Nice work, but honestly I'm not sure why they bother.
The article states that the purpose of these smart contracts is:
"Stake your tokens with us and you could be the next cryptocurrency millionaire"
That's an obvious scam. Anyone who gave real money to such a cause has already lost it. So why is the author giving away his time to help the scammers?
'Yield farming' has been very popular the past few months. Compound Finance was the first to kick off the hype by giving away their governance tokens to people that used their platform. You can compare it to Facebook giving you some of their stock by being an active user.
The end game of those governance tokens is for them to control the whole platform, so absolutely no changes can be made to the platform without being voted in by the token holders. All of this is enforced trustlessly on the blockchain through smart contracts. As a token holder you really own part of the platform.

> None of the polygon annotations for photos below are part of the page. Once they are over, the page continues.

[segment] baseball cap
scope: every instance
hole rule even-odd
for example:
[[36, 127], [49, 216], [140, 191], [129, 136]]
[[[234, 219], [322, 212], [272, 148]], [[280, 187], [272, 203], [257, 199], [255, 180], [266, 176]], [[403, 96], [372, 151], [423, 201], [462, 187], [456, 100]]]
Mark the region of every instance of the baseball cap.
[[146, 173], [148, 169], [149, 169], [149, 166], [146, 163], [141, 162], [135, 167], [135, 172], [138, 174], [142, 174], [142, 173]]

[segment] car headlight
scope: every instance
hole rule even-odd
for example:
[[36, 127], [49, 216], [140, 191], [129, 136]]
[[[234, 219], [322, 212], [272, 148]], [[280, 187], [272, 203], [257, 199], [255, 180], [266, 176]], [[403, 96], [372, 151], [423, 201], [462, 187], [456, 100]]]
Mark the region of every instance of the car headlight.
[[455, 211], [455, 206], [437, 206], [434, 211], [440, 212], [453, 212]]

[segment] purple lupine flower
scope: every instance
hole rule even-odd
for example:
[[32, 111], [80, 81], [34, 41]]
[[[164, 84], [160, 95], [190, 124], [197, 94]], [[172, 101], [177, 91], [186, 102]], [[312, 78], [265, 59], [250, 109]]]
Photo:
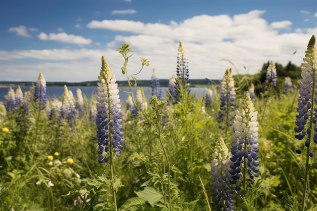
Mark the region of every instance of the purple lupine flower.
[[[299, 79], [299, 97], [297, 109], [298, 113], [296, 115], [297, 126], [294, 128], [295, 138], [300, 140], [305, 140], [305, 146], [308, 149], [312, 139], [317, 144], [317, 50], [314, 48], [315, 42], [315, 37], [313, 36], [309, 40], [305, 57], [301, 64], [302, 78]], [[313, 129], [313, 136], [312, 136]], [[301, 150], [296, 149], [296, 152], [300, 154]]]
[[211, 190], [213, 203], [211, 204], [216, 210], [235, 209], [232, 199], [234, 191], [230, 182], [232, 180], [232, 175], [229, 173], [230, 165], [232, 164], [229, 158], [230, 156], [222, 137], [219, 135], [215, 152], [212, 154], [213, 159], [211, 164], [213, 176]]
[[265, 85], [269, 87], [273, 85], [273, 87], [276, 86], [276, 68], [273, 61], [271, 61], [270, 64], [267, 68], [266, 71], [266, 77], [265, 78]]
[[34, 100], [38, 103], [40, 110], [45, 108], [46, 104], [46, 81], [42, 72], [37, 78], [34, 90]]
[[249, 94], [250, 95], [250, 97], [251, 98], [251, 100], [254, 100], [256, 98], [254, 90], [254, 85], [253, 83], [251, 83], [251, 85], [249, 88]]
[[207, 93], [206, 94], [205, 107], [207, 109], [211, 109], [212, 105], [212, 99], [214, 93], [210, 89], [207, 89]]
[[77, 118], [77, 111], [75, 108], [73, 99], [66, 85], [64, 85], [64, 93], [62, 96], [62, 104], [61, 108], [62, 117], [67, 120], [72, 130], [72, 119]]
[[14, 90], [11, 87], [9, 88], [8, 94], [5, 95], [5, 108], [7, 111], [13, 111], [14, 110], [17, 102], [15, 99]]
[[293, 83], [289, 76], [285, 77], [284, 80], [284, 90], [283, 90], [283, 94], [287, 94], [288, 93], [293, 93]]
[[176, 96], [176, 78], [177, 76], [173, 74], [169, 82], [169, 93], [170, 94], [170, 100], [174, 104], [177, 102], [177, 97]]
[[176, 96], [178, 101], [183, 97], [182, 95], [189, 94], [190, 92], [189, 69], [188, 64], [187, 53], [182, 43], [179, 42], [177, 52], [177, 67], [176, 68], [177, 78], [176, 82]]
[[232, 114], [236, 105], [234, 80], [231, 73], [231, 69], [227, 69], [220, 83], [220, 101], [218, 122], [219, 128], [224, 130], [227, 129], [228, 125], [232, 125], [232, 120], [235, 116]]
[[[257, 154], [259, 151], [258, 112], [254, 111], [253, 104], [248, 92], [241, 100], [240, 107], [236, 112], [233, 126], [233, 137], [231, 138], [232, 156], [230, 158], [233, 162], [230, 165], [230, 173], [232, 175], [230, 182], [233, 184], [237, 183], [243, 172], [247, 172], [250, 179], [253, 182], [254, 177], [259, 176], [259, 168], [257, 166], [260, 164], [257, 160], [259, 157]], [[241, 165], [245, 171], [242, 171]], [[243, 175], [243, 183], [246, 185], [247, 176]], [[237, 185], [235, 190], [239, 191], [239, 185]]]
[[158, 99], [162, 100], [162, 90], [161, 88], [160, 79], [157, 77], [157, 74], [155, 69], [153, 69], [153, 71], [152, 72], [151, 88], [152, 96], [156, 96]]
[[[97, 118], [98, 131], [97, 137], [100, 155], [98, 161], [107, 162], [109, 157], [112, 157], [113, 148], [115, 155], [120, 155], [125, 140], [122, 139], [122, 119], [121, 105], [119, 99], [119, 90], [115, 83], [115, 77], [109, 67], [105, 58], [101, 58], [102, 66], [98, 79], [97, 101]], [[110, 149], [109, 149], [110, 148]], [[111, 153], [110, 155], [109, 154]]]
[[77, 97], [76, 100], [76, 109], [78, 111], [78, 113], [80, 113], [82, 116], [84, 116], [85, 115], [85, 105], [82, 90], [77, 88], [76, 95]]

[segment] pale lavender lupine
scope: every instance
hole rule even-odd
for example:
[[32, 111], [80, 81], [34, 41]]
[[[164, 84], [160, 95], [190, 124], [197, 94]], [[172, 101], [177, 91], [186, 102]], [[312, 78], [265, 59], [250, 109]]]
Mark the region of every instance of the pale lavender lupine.
[[226, 132], [232, 125], [235, 114], [235, 89], [231, 69], [227, 69], [220, 83], [220, 108], [218, 112], [219, 128]]
[[34, 89], [34, 100], [37, 102], [40, 110], [43, 110], [45, 108], [46, 104], [46, 81], [42, 72], [39, 73]]
[[[236, 184], [242, 177], [242, 183], [245, 190], [248, 181], [253, 182], [254, 177], [259, 176], [259, 168], [257, 166], [260, 164], [257, 160], [259, 157], [258, 112], [255, 111], [248, 92], [241, 99], [240, 107], [236, 113], [233, 125], [234, 133], [231, 139], [230, 160], [233, 163], [230, 165], [230, 173], [232, 175], [230, 182], [232, 184]], [[249, 179], [247, 174], [249, 175]], [[240, 189], [238, 184], [235, 190], [239, 191]]]
[[[97, 101], [98, 130], [97, 137], [100, 154], [98, 161], [107, 162], [110, 158], [112, 164], [112, 149], [116, 156], [120, 155], [125, 140], [121, 132], [121, 105], [118, 93], [117, 83], [114, 74], [105, 58], [101, 59], [102, 66], [98, 79]], [[111, 171], [112, 170], [111, 169]]]
[[[82, 90], [77, 88], [76, 90], [76, 109], [80, 113], [81, 116], [85, 115], [85, 104], [84, 103], [84, 98], [83, 98], [83, 92]], [[79, 114], [78, 113], [78, 114]]]
[[230, 181], [232, 175], [230, 165], [232, 164], [229, 157], [231, 153], [228, 152], [222, 136], [219, 135], [215, 151], [211, 156], [211, 195], [213, 203], [211, 204], [216, 210], [232, 211], [235, 209], [232, 199], [234, 192], [233, 185]]
[[271, 61], [266, 71], [266, 77], [265, 78], [265, 85], [267, 87], [273, 86], [276, 86], [276, 68], [273, 62]]
[[72, 120], [77, 118], [77, 111], [75, 108], [73, 99], [66, 85], [64, 85], [64, 93], [62, 96], [62, 99], [61, 117], [67, 120], [69, 126], [72, 129]]
[[160, 79], [157, 77], [157, 73], [155, 69], [152, 71], [151, 77], [151, 88], [152, 96], [156, 96], [160, 100], [162, 100], [162, 90], [160, 85]]

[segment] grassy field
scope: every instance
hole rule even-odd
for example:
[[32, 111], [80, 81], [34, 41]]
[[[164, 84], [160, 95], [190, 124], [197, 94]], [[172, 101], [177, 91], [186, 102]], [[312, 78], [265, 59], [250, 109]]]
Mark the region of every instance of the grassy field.
[[[122, 73], [104, 57], [91, 99], [66, 86], [61, 100], [47, 99], [42, 73], [28, 92], [9, 89], [0, 210], [317, 210], [314, 45], [313, 36], [299, 83], [276, 79], [272, 62], [261, 93], [252, 75], [228, 69], [206, 96], [190, 94], [181, 43], [168, 94], [153, 71], [153, 96], [139, 87], [125, 107], [113, 74]], [[130, 46], [118, 51], [134, 79]], [[141, 70], [148, 65], [141, 59]]]

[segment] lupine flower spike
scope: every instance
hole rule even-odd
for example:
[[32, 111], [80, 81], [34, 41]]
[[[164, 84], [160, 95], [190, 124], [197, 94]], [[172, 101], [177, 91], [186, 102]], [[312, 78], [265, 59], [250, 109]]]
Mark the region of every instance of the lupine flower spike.
[[276, 68], [273, 61], [271, 61], [270, 64], [267, 68], [266, 71], [266, 77], [265, 78], [265, 85], [267, 87], [271, 86], [276, 86]]
[[292, 80], [289, 76], [285, 77], [284, 81], [284, 90], [283, 90], [283, 94], [287, 94], [288, 93], [293, 93], [293, 83]]
[[[253, 104], [248, 92], [241, 100], [240, 106], [236, 112], [233, 126], [233, 137], [231, 139], [231, 153], [232, 156], [230, 159], [233, 163], [230, 166], [230, 173], [232, 175], [231, 183], [236, 184], [242, 176], [242, 182], [245, 190], [247, 182], [253, 182], [254, 178], [259, 176], [259, 168], [257, 166], [260, 164], [257, 160], [259, 157], [258, 112], [254, 111]], [[249, 175], [249, 179], [247, 174]], [[239, 192], [240, 190], [240, 186], [237, 185], [235, 190]]]
[[109, 67], [108, 62], [102, 56], [102, 66], [98, 79], [97, 97], [97, 137], [100, 155], [100, 162], [112, 161], [112, 149], [117, 156], [120, 155], [125, 140], [121, 132], [121, 105], [119, 90], [115, 83], [114, 74]]
[[[315, 36], [313, 35], [308, 42], [305, 58], [301, 64], [302, 78], [300, 79], [298, 107], [297, 109], [298, 114], [296, 115], [297, 126], [294, 129], [295, 138], [305, 141], [306, 152], [304, 189], [301, 210], [305, 210], [310, 168], [309, 157], [313, 156], [311, 145], [313, 141], [317, 144], [317, 50], [315, 48]], [[296, 149], [296, 152], [300, 154], [302, 151], [300, 149]]]
[[170, 93], [170, 101], [172, 102], [173, 104], [177, 103], [177, 97], [176, 96], [176, 78], [177, 76], [173, 74], [169, 82], [169, 93]]
[[38, 102], [39, 109], [45, 108], [46, 104], [46, 81], [42, 72], [37, 78], [34, 90], [34, 101]]
[[227, 69], [220, 83], [220, 109], [219, 111], [218, 122], [219, 127], [226, 130], [229, 130], [235, 114], [232, 112], [235, 108], [235, 92], [234, 80], [231, 73], [231, 69]]
[[232, 199], [234, 192], [233, 185], [230, 183], [232, 176], [229, 173], [232, 162], [228, 158], [231, 153], [228, 153], [224, 141], [219, 135], [215, 152], [212, 154], [211, 180], [212, 188], [211, 194], [213, 198], [212, 205], [216, 210], [234, 210], [235, 209]]
[[176, 96], [177, 100], [183, 97], [182, 95], [188, 94], [190, 92], [189, 86], [189, 70], [187, 53], [181, 42], [179, 42], [177, 53], [177, 67], [176, 68]]
[[81, 116], [85, 115], [85, 105], [84, 103], [84, 98], [83, 98], [83, 92], [82, 90], [77, 88], [76, 90], [76, 109], [80, 113]]
[[151, 77], [151, 88], [152, 96], [156, 96], [160, 100], [162, 100], [162, 90], [160, 85], [160, 79], [155, 69], [153, 69]]
[[77, 111], [73, 99], [66, 85], [64, 85], [64, 93], [62, 96], [63, 103], [61, 109], [62, 117], [68, 120], [69, 126], [72, 130], [72, 120], [77, 117]]

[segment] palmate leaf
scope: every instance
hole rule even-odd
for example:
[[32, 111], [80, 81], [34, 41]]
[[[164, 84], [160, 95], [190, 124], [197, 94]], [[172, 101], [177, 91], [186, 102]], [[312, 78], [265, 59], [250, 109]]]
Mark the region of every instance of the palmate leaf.
[[154, 204], [160, 201], [163, 198], [163, 195], [155, 188], [146, 186], [143, 190], [134, 191], [140, 198], [147, 201], [149, 204], [154, 206]]

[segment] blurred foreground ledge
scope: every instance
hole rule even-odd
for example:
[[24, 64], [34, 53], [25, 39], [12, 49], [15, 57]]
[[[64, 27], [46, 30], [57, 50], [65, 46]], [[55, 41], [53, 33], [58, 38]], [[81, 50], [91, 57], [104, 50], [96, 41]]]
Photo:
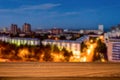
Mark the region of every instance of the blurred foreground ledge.
[[0, 63], [0, 77], [117, 77], [120, 63]]

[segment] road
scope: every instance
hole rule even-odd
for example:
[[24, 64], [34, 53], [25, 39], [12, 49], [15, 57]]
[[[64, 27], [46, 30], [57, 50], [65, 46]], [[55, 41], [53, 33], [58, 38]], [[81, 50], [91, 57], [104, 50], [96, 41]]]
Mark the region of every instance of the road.
[[0, 63], [0, 77], [120, 78], [120, 63], [51, 63], [51, 62]]

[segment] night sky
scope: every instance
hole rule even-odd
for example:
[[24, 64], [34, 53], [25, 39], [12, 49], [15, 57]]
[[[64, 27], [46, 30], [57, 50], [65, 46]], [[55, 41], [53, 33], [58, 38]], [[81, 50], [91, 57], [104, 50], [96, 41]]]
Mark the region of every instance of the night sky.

This is a very powerful concept, so a lot of people are interested in buying those governance tokens outright. So what you can do is put your money in one of those platforms, receive governance tokens and sell them to people that want to buy them outright. You can make quite good money doing this.
Now a lot of projects popped up that basically had nothing to offer, yet people were still buying their governance tokens, meaning you could still make money by putting your money in there and selling those tokens to those people quick before those tokens became worthless, basically an advanced game of chicken.
So what I'm saying is not all of those 'stake your money and receive tokens' are outright scams. There are some very legitimate projects being built that give away governance tokens. Uniswap comes to mind, the most popular decentralized exchange, doing over half a billion in volume yearly. There's of course a lot more nuance and not everything works as it should yet, but there's a lot of interesting stuff being built every day.
I just don't understand the entire article - who is this guy? What is he doing? Why is he doing it? What are the dozens of different acronyms in this article and what do they mean? Who owns the 9.6M dollars and where was it at the risk of going?
Maybe this is a good article for someone deep into crypto, but for myself, as a casual morning read - I have no idea what happened.
What I pieced together from the referenced “dark forest” article, ethereum cryptocurrency allows you to upload programs (smart contracts) that specify under what conditions cryptocurrency changes hands. If there are bugs in these programs, the money can be stolen. Fixing the bugs after the fact is only possible with new contracts, and there are bad actors constantly scanning the newly uploaded contracts, copy them while making themselves the beneficiary. This is fully automated. To bypass this they gave the contract directly to a miner, so it is only publicly visible after it is run/completed. I can imagine the appeal of working on this, it is really a specialized type of unpaid white hat security researcher.
The money was in limbo due to a bug in a contract. There are contracts (monsters) that scan for such bugs and situations to profit from them. The guy tried to save the money from the monsters and failed.
The situation was worse since it happened already in the mempool where the pending transactions reside.
I am dabbling a bit in the Tezos currency and environment and find this 2 language projects interesting aimed to increase safety: https://github.com/metastatedev/juvix (alpha) and https://archetype-lang.org/
Not saying it might have helped in the concrete case.
Honestly I just read through it like it was a cyberpunk short story. His heart is pounding as he collaborates with super-hackers all over the world in an effort to rescue some desperate person's millions. All of the jargon was totally lost on me but gave it a certain flavor.
My personal take on it is that between the anime avatar, the constant verbiage, the hero complex and the relectance to properly document things, it feels more like kids playing at finance than actual professional.
I literally just saw someone advising people to liquidate their 401K to buy uniswap. Whether they explicitly say it is a get rich quick scheme or not, this is the message the marks are receiving.
Wow. Did that person give an explanation why?
I follow "blockchain world" fairly closely and I really fail to see much value to UNI. But I have seen people speak quiet exuberantly about it. I am wondering what their thesis is.
Two things: if digicoins have a deservedly bad reputation, maybe it shouldn't be defended. And: if this is defending their reputation I'd hate to see what attacking it looks like. I have never wanted less to be involved in cryptocurrency or been more skeptical of it's future than now having finished reading this article.
The article states that the purpose of these smart contracts is:
"Stake your tokens with us and you could be the next cryptocurrency millionaire"
That's an obvious scam. Anyone who gave real money to such a cause has already lost it. So why is the author giving away his time to help the scammers?